It would not, however, be the first time an off-the-cuff remark has overshadowed a trip. When Pope Benedict XVI traveled to Cameroon and Angola in 2009, he answered questions from journalists on the outbound flight from Rome to Yaoundé, including one regarding the Church’s stance on the use of condoms in the fight to staunch the spread of HIV/AIDS. “[T]he problem cannot be overcome by the distribution of prophylactics,” Pope Benedict said. “On the contrary, they increase it.”
Pope Benedict said lots of other things in his answer to the question from Philippe Visseyrias for France 2. It didn’t matter.
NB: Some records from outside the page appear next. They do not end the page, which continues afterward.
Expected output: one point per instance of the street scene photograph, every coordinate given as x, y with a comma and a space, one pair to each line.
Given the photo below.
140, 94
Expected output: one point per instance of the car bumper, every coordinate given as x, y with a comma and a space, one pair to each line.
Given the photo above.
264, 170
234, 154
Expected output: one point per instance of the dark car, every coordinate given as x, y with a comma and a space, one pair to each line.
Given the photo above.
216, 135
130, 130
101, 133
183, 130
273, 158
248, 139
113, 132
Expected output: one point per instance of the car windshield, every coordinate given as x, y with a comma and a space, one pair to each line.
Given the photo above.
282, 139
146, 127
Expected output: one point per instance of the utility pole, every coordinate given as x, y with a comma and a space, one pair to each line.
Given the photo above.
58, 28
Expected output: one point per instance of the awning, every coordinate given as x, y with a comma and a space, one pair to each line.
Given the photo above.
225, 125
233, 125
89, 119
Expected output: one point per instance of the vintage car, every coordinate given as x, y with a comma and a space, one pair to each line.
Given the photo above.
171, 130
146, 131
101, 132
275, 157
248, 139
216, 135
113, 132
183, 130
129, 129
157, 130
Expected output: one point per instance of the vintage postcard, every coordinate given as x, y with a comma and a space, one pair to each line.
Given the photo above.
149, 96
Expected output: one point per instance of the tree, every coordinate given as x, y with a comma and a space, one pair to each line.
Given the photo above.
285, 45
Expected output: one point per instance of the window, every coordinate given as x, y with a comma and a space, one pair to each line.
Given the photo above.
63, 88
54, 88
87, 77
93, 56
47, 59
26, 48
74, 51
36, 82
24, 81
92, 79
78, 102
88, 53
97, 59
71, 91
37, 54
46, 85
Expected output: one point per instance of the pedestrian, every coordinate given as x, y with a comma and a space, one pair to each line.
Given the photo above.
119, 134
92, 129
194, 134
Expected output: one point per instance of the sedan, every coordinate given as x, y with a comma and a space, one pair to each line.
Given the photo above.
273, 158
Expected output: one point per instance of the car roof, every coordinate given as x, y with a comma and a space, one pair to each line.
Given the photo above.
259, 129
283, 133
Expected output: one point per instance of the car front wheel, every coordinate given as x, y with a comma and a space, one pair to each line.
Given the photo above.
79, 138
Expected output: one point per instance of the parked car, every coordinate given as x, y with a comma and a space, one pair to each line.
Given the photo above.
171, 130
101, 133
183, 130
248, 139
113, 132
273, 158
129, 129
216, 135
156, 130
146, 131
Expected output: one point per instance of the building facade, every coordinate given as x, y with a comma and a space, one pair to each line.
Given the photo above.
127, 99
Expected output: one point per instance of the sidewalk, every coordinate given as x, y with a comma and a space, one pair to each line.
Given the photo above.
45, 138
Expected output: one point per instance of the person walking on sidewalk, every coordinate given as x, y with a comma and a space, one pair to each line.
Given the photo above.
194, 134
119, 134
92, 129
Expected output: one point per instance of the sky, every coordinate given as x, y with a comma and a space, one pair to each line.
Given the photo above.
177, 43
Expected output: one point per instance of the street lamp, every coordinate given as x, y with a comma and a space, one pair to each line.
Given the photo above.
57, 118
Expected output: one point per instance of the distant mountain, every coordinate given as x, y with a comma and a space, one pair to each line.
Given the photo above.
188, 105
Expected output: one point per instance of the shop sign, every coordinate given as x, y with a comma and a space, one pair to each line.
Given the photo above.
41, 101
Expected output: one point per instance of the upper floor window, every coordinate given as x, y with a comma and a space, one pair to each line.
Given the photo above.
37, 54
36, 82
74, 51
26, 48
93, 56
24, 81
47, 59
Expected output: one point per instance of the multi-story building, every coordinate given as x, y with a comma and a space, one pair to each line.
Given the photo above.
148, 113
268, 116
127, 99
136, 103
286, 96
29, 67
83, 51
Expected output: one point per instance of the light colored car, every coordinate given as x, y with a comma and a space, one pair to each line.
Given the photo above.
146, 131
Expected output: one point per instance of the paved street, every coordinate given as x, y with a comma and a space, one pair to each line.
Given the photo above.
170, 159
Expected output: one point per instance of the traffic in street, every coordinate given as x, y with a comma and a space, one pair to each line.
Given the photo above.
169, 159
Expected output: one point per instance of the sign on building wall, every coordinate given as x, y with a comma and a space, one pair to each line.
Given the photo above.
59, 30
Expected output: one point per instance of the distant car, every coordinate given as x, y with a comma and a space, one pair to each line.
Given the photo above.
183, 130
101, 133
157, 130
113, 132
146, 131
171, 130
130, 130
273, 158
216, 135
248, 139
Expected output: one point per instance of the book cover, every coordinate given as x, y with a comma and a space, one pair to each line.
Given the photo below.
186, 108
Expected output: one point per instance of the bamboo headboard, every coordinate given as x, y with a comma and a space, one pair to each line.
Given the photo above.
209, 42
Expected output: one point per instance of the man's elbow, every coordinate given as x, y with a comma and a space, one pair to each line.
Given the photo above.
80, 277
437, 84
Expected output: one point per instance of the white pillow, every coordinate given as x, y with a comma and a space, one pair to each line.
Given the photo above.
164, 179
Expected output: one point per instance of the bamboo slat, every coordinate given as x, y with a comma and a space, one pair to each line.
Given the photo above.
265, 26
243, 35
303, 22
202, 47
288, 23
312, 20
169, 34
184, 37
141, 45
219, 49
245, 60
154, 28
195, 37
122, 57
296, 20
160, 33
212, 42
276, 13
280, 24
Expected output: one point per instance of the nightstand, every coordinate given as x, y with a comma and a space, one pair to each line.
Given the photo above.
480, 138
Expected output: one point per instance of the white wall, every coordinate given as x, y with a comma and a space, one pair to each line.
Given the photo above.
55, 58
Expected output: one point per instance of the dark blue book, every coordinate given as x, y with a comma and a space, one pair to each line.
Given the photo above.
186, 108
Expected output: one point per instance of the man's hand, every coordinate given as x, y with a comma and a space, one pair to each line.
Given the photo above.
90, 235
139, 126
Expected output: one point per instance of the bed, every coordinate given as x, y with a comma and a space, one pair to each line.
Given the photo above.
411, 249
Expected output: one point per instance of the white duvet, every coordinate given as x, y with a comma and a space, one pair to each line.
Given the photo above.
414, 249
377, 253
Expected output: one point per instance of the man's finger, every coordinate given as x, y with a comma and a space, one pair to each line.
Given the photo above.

At that point, there was no way the coverage was going to center on the Instrumentum laboris for the Special Assembly of the Synod of Bishops for Africa, or anything else except Benedict’s remark.
It will be interesting to see, this time around, whether journalists on the return flight next Tuesday, September 10th, press Pope Francis for clarification. It will be more interesting to see whether Francis really answers their questions, whatever they are. Francis has made a point of keeping his in-flight exchanges with journalists on point. He likes to answer questions related to his visits. Several times, he has postponed answers to off-topic queries, and his record of returning to them is spotty.
One understands his desire to stay focused on the trip, but the fact is that journalists very rarely get to ask him anything at all. There’s a lot going on in the Church, and many outstanding questions regarding his governance, answers to which journalists and the public they serve frankly have a right.